Doté d’un nom éloquent « Enfance volée : Holocauste vu par les détenus mineurs de Salaspils », l’exposition devait avoir lieu à l’UNESCO à Paris. C’est le résultat d’un immense travail d’une équipe internationale créée par la fondation non-gouvernementale russe « Mémoire historique ». Les chercheurs, les journalistes, les volontaires de Russie, de Biélorussie, de Lettonie, de France ont travaillé dans ces pays-là à partir de l’année 2010 en enregistrant les témoignages des victimes des opérations punitives nazies qui ont eu lieu en URSS pendant l’occupation du Nord-ouest de l’Union soviétique, a confié à la radio Sputnik Olesya Orlenko, responsable de projets internationaux de la fondation « Mémoire historique ». Par la mise en œuvre de cette exposition, les organisateurs ont voulu démontrer, selon Mme Orlenko, que « la Seconde guerre mondiale était beaucoup plus compliquée qu’on peut imaginer même maintenant », certains de ses épisodes restant jusqu’aujourd’hui mal étudiés. La mise en place d’une telle exposition est d’autant plus importante que les archives de Salaspils ont été totalement brûlées, tout comme le camp même, par les nazis chassés par l’Armée soviétique. « Cette catégorie de gens, victimes des opérations punitives nazies, souvent les mineurs, reste inconnue, oubliée. Pour voir la complicité des événements qui ont eu lieu pendant la Deuxième guerre mondiale, il faut étudier la micro-histoire, histoire des individus… c’est important aujourd’hui du point de vue historique, social et philosophique », a expliqué Mme Orlenko dans une interview à la radio Sputnik.

Pourquoi les autorités lettones ont-ils décidé d’interdire l’exposition « Enfance volée : Holocauste vu par les détenus mineurs de Salaspils » ? Eh bien, selon l’explication officielle des représentants lettons, l’exposition nuit à l’image de la Lettonie en tant que pays présidant actuellement l’UE. Mais alors dans ce cas-là l’Allemagne devrait elle aussi interdire pendant sa présidence de l’UE chaque mention liée à la Seconde guerre mondiale. Mais elle ne l’a pas fait jusqu'à présent aussi bien que la France ne remet pas en cause la culpabilité du régime de Vichy… Le responsable de projets internationaux de la fondation « Mémoire historique » Olesya Orlenko considère que l’explication fournie par la Lettonie n’est qu’un prétexte politique ridicule. D’après Mme Orlenko, « les actes pareils sont l’héritage des pratiques soviétiques qui existent toujours en Lettonie », qui a tant souhaité oublier son passé soviétique pendant une vingtaine d’année. « C’est la signe de faiblesse de la démocratie. Le Lettonie préfère de ne pas parler des questions difficiles… ce n’est pas vraiment de la pratique des pays européens. », poursuit Mme Orlenko.

Les organisateurs de l’exposition en question espèrent tout de même la mettre en œuvre dans un avenir proche.
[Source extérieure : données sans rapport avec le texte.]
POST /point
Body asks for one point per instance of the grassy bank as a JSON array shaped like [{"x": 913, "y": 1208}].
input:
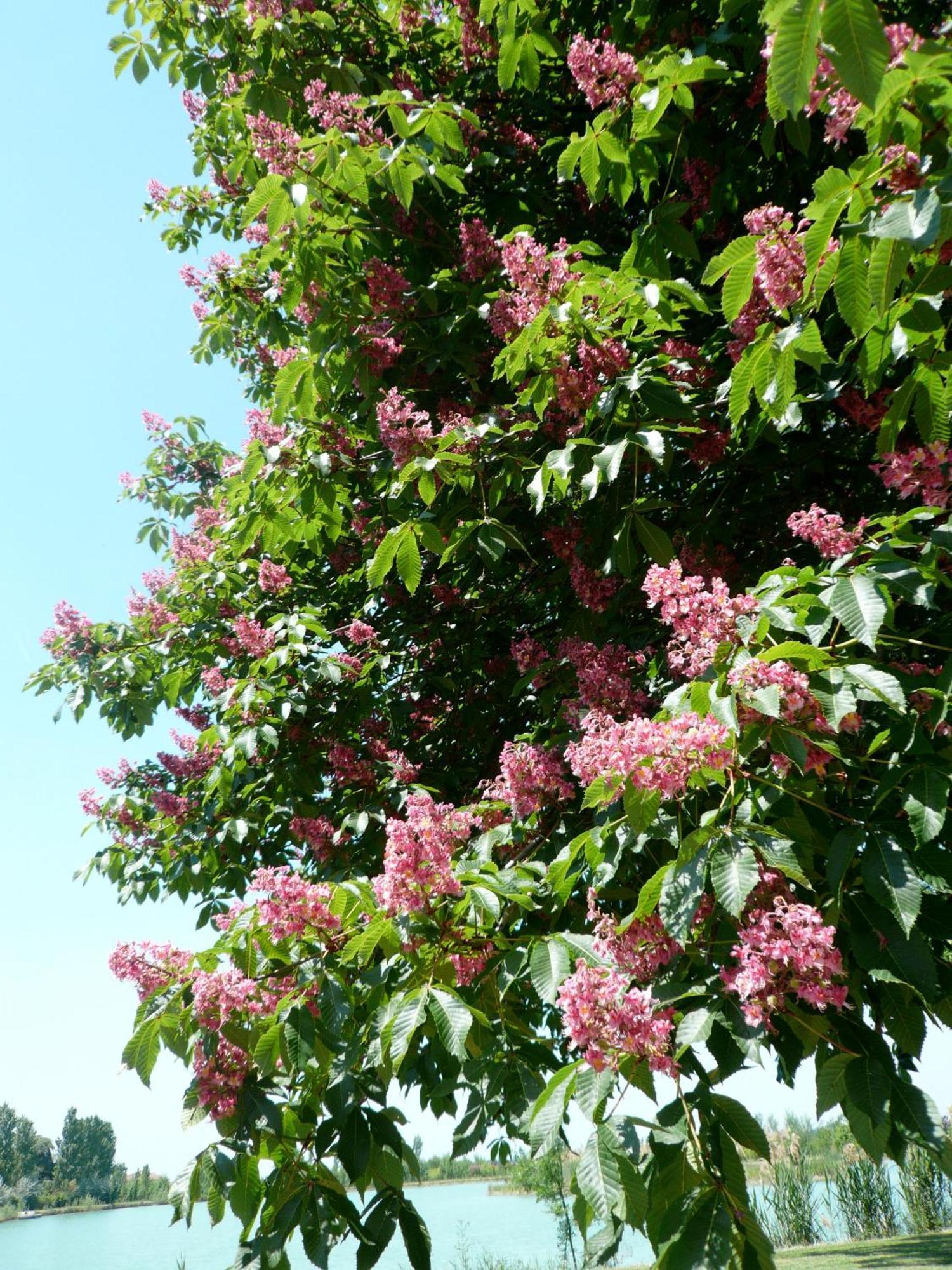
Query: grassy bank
[
  {"x": 907, "y": 1253},
  {"x": 15, "y": 1215}
]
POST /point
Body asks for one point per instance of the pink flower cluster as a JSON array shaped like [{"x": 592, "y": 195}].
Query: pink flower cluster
[
  {"x": 275, "y": 144},
  {"x": 798, "y": 703},
  {"x": 70, "y": 633},
  {"x": 606, "y": 1019},
  {"x": 906, "y": 170},
  {"x": 921, "y": 472},
  {"x": 152, "y": 967},
  {"x": 403, "y": 429},
  {"x": 274, "y": 577},
  {"x": 578, "y": 387},
  {"x": 261, "y": 429},
  {"x": 538, "y": 277},
  {"x": 826, "y": 531},
  {"x": 701, "y": 618},
  {"x": 479, "y": 251},
  {"x": 418, "y": 859},
  {"x": 387, "y": 288},
  {"x": 785, "y": 951},
  {"x": 468, "y": 966},
  {"x": 781, "y": 261},
  {"x": 220, "y": 1078},
  {"x": 318, "y": 832},
  {"x": 293, "y": 906},
  {"x": 530, "y": 778},
  {"x": 659, "y": 756},
  {"x": 605, "y": 675},
  {"x": 342, "y": 112},
  {"x": 602, "y": 72},
  {"x": 361, "y": 633},
  {"x": 252, "y": 637},
  {"x": 642, "y": 949}
]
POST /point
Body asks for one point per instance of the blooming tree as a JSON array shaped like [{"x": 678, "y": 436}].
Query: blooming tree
[{"x": 564, "y": 658}]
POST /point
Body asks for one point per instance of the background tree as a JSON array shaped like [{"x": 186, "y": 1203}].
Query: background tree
[{"x": 567, "y": 650}]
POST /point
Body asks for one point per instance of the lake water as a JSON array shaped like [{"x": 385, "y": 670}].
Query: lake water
[{"x": 460, "y": 1217}]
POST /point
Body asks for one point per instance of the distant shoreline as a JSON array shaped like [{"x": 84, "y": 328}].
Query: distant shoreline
[{"x": 88, "y": 1208}]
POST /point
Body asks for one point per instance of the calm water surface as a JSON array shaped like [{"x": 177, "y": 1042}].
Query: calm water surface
[{"x": 140, "y": 1239}]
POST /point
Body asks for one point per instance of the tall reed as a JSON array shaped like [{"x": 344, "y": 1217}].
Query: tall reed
[
  {"x": 865, "y": 1197},
  {"x": 927, "y": 1193}
]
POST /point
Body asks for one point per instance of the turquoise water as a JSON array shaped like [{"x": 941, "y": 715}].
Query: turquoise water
[{"x": 460, "y": 1216}]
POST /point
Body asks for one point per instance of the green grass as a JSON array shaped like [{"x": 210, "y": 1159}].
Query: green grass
[{"x": 909, "y": 1253}]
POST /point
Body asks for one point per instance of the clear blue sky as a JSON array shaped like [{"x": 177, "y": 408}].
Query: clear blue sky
[{"x": 96, "y": 327}]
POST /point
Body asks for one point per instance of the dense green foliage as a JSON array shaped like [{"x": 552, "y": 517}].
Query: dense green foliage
[{"x": 468, "y": 465}]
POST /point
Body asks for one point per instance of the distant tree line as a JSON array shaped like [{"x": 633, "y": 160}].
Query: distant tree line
[{"x": 78, "y": 1169}]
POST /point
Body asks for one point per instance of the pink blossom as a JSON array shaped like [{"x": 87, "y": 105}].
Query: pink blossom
[
  {"x": 70, "y": 636},
  {"x": 387, "y": 288},
  {"x": 418, "y": 859},
  {"x": 826, "y": 531},
  {"x": 220, "y": 1078},
  {"x": 604, "y": 676},
  {"x": 538, "y": 277},
  {"x": 642, "y": 948},
  {"x": 785, "y": 951},
  {"x": 403, "y": 429},
  {"x": 318, "y": 832},
  {"x": 361, "y": 633},
  {"x": 530, "y": 778},
  {"x": 252, "y": 637},
  {"x": 661, "y": 756},
  {"x": 906, "y": 170},
  {"x": 468, "y": 966},
  {"x": 274, "y": 577},
  {"x": 602, "y": 72},
  {"x": 605, "y": 1019},
  {"x": 294, "y": 906},
  {"x": 921, "y": 472},
  {"x": 700, "y": 618},
  {"x": 261, "y": 429},
  {"x": 341, "y": 111},
  {"x": 348, "y": 769},
  {"x": 152, "y": 967},
  {"x": 275, "y": 144},
  {"x": 480, "y": 251},
  {"x": 781, "y": 261}
]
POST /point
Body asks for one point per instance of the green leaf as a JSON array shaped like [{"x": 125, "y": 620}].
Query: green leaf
[
  {"x": 549, "y": 966},
  {"x": 859, "y": 46},
  {"x": 549, "y": 1109},
  {"x": 408, "y": 557},
  {"x": 916, "y": 220},
  {"x": 794, "y": 60},
  {"x": 247, "y": 1192},
  {"x": 926, "y": 803},
  {"x": 454, "y": 1020},
  {"x": 654, "y": 540},
  {"x": 597, "y": 1173},
  {"x": 890, "y": 878},
  {"x": 417, "y": 1238},
  {"x": 734, "y": 873},
  {"x": 878, "y": 686},
  {"x": 143, "y": 1050},
  {"x": 695, "y": 1028},
  {"x": 383, "y": 561},
  {"x": 852, "y": 288},
  {"x": 407, "y": 1020},
  {"x": 859, "y": 604},
  {"x": 741, "y": 1125}
]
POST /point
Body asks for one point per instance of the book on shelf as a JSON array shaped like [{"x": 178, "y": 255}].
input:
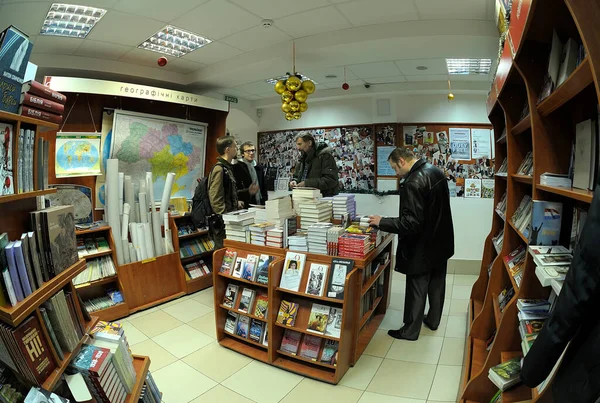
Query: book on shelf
[
  {"x": 337, "y": 279},
  {"x": 230, "y": 295},
  {"x": 506, "y": 374},
  {"x": 290, "y": 341},
  {"x": 292, "y": 271},
  {"x": 317, "y": 321},
  {"x": 287, "y": 313},
  {"x": 310, "y": 347}
]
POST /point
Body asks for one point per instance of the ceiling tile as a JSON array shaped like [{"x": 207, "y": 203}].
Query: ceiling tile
[
  {"x": 256, "y": 38},
  {"x": 212, "y": 53},
  {"x": 124, "y": 28},
  {"x": 159, "y": 9},
  {"x": 434, "y": 66},
  {"x": 28, "y": 17},
  {"x": 455, "y": 9},
  {"x": 56, "y": 45},
  {"x": 183, "y": 66},
  {"x": 373, "y": 70},
  {"x": 367, "y": 12},
  {"x": 217, "y": 19},
  {"x": 313, "y": 22},
  {"x": 431, "y": 77},
  {"x": 279, "y": 8},
  {"x": 102, "y": 50}
]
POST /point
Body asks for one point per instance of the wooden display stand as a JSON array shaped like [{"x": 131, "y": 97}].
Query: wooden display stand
[
  {"x": 356, "y": 332},
  {"x": 548, "y": 131}
]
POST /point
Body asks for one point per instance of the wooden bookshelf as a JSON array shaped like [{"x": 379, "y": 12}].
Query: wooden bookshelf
[{"x": 548, "y": 132}]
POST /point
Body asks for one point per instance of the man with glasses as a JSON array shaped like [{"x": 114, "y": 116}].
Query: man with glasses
[{"x": 250, "y": 177}]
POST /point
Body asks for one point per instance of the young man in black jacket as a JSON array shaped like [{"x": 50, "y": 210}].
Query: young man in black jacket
[
  {"x": 425, "y": 240},
  {"x": 575, "y": 319},
  {"x": 250, "y": 177}
]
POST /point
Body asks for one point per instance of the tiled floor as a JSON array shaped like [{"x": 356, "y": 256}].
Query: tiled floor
[{"x": 190, "y": 366}]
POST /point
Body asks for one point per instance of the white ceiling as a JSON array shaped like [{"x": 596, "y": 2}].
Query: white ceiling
[{"x": 381, "y": 42}]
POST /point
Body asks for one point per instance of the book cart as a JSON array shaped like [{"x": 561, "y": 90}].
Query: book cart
[
  {"x": 15, "y": 210},
  {"x": 548, "y": 130},
  {"x": 356, "y": 329}
]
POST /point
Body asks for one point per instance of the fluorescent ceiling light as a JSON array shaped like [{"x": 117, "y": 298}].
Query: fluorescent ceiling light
[
  {"x": 174, "y": 41},
  {"x": 274, "y": 80},
  {"x": 71, "y": 20},
  {"x": 469, "y": 66}
]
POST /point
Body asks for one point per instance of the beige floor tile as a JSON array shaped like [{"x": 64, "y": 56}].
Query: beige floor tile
[
  {"x": 315, "y": 391},
  {"x": 155, "y": 323},
  {"x": 216, "y": 362},
  {"x": 182, "y": 341},
  {"x": 380, "y": 344},
  {"x": 133, "y": 334},
  {"x": 453, "y": 352},
  {"x": 457, "y": 327},
  {"x": 459, "y": 307},
  {"x": 181, "y": 383},
  {"x": 159, "y": 357},
  {"x": 220, "y": 394},
  {"x": 187, "y": 311},
  {"x": 403, "y": 379},
  {"x": 445, "y": 383},
  {"x": 441, "y": 330},
  {"x": 426, "y": 350},
  {"x": 359, "y": 376},
  {"x": 393, "y": 320},
  {"x": 461, "y": 291},
  {"x": 397, "y": 301},
  {"x": 370, "y": 397},
  {"x": 206, "y": 324},
  {"x": 465, "y": 279},
  {"x": 280, "y": 382}
]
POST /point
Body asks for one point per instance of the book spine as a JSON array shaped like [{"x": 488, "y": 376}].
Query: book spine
[{"x": 42, "y": 103}]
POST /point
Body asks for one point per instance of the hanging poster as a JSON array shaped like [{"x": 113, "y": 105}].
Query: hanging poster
[
  {"x": 460, "y": 143},
  {"x": 383, "y": 166},
  {"x": 481, "y": 143}
]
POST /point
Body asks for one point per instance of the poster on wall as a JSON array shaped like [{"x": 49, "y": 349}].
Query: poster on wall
[
  {"x": 481, "y": 143},
  {"x": 460, "y": 143},
  {"x": 383, "y": 166}
]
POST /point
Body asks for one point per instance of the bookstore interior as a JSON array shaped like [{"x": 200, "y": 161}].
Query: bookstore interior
[{"x": 191, "y": 194}]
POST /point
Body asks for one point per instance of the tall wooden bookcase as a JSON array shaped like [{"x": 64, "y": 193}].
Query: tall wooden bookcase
[{"x": 548, "y": 131}]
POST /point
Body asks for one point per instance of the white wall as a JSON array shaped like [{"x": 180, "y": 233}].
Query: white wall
[{"x": 472, "y": 217}]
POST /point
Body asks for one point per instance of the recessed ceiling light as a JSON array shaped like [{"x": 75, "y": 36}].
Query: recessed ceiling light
[
  {"x": 71, "y": 20},
  {"x": 174, "y": 41},
  {"x": 469, "y": 66},
  {"x": 274, "y": 80}
]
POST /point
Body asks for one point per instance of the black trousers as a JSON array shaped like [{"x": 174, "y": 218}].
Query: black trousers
[{"x": 418, "y": 289}]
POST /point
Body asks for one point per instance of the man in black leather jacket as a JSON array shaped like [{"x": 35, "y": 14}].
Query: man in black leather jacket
[
  {"x": 575, "y": 319},
  {"x": 425, "y": 240}
]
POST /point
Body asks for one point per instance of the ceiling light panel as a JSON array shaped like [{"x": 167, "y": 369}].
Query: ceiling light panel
[
  {"x": 71, "y": 20},
  {"x": 174, "y": 41},
  {"x": 469, "y": 66}
]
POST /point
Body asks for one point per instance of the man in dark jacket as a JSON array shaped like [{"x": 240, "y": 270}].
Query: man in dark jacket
[
  {"x": 575, "y": 319},
  {"x": 317, "y": 167},
  {"x": 425, "y": 240},
  {"x": 250, "y": 177}
]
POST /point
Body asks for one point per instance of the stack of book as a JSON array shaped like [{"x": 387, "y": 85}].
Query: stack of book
[
  {"x": 521, "y": 219},
  {"x": 258, "y": 233},
  {"x": 96, "y": 269},
  {"x": 526, "y": 167},
  {"x": 556, "y": 180},
  {"x": 344, "y": 205},
  {"x": 532, "y": 315},
  {"x": 317, "y": 238},
  {"x": 37, "y": 256},
  {"x": 40, "y": 102}
]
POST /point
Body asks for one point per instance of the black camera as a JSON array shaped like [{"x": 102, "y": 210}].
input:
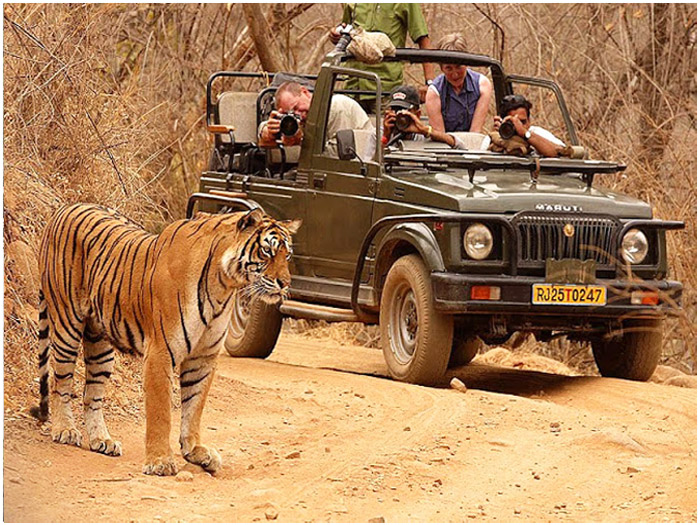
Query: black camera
[
  {"x": 289, "y": 124},
  {"x": 403, "y": 121},
  {"x": 506, "y": 130}
]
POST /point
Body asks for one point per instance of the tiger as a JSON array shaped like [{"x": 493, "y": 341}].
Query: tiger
[{"x": 110, "y": 284}]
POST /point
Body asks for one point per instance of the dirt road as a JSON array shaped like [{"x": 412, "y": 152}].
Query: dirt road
[{"x": 317, "y": 433}]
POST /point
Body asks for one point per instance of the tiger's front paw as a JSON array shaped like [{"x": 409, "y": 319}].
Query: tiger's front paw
[
  {"x": 161, "y": 466},
  {"x": 67, "y": 436},
  {"x": 107, "y": 447},
  {"x": 208, "y": 458}
]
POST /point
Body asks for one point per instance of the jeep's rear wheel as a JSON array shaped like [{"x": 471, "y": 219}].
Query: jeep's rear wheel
[
  {"x": 253, "y": 328},
  {"x": 633, "y": 357},
  {"x": 416, "y": 339}
]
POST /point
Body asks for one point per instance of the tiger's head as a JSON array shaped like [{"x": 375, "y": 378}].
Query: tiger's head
[{"x": 259, "y": 261}]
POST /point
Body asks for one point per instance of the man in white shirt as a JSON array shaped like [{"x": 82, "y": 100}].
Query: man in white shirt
[
  {"x": 516, "y": 108},
  {"x": 344, "y": 113}
]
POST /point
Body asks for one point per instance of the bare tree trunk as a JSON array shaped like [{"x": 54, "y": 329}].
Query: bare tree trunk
[
  {"x": 653, "y": 62},
  {"x": 266, "y": 48}
]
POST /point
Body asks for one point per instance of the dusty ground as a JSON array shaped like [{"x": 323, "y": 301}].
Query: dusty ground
[{"x": 317, "y": 433}]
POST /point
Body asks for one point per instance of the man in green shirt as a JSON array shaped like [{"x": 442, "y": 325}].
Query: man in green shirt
[{"x": 396, "y": 21}]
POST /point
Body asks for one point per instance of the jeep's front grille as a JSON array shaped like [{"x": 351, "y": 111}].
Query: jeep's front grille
[{"x": 541, "y": 236}]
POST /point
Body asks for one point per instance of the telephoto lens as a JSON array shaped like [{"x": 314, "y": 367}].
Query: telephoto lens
[
  {"x": 403, "y": 121},
  {"x": 506, "y": 130},
  {"x": 289, "y": 125}
]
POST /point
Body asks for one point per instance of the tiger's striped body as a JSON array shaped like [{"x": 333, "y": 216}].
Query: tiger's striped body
[{"x": 109, "y": 284}]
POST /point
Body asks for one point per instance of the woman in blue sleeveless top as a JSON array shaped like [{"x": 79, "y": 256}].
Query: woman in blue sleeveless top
[{"x": 458, "y": 99}]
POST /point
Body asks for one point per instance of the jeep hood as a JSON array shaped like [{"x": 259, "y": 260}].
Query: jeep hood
[{"x": 511, "y": 192}]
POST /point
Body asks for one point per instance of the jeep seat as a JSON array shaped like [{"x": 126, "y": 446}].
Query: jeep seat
[
  {"x": 473, "y": 141},
  {"x": 237, "y": 109}
]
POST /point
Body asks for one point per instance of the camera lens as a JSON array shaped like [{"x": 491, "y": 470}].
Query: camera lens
[
  {"x": 403, "y": 121},
  {"x": 289, "y": 125},
  {"x": 506, "y": 130}
]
Quant à la Lettonie qui essaye apparemment de faire oublier une période non-négligeable de son histoire ou même la réviser, on la plaint. Ce n’est qu’un bon apprentissage des leçons de l’histoire qui permet de ne pas marcher sur le même râteau. La Lettonie doit trouver elle-même une réponse à la question: qu’est-ce qui nuit le plus à son image en Europe, l’exposition ou son interdiction ?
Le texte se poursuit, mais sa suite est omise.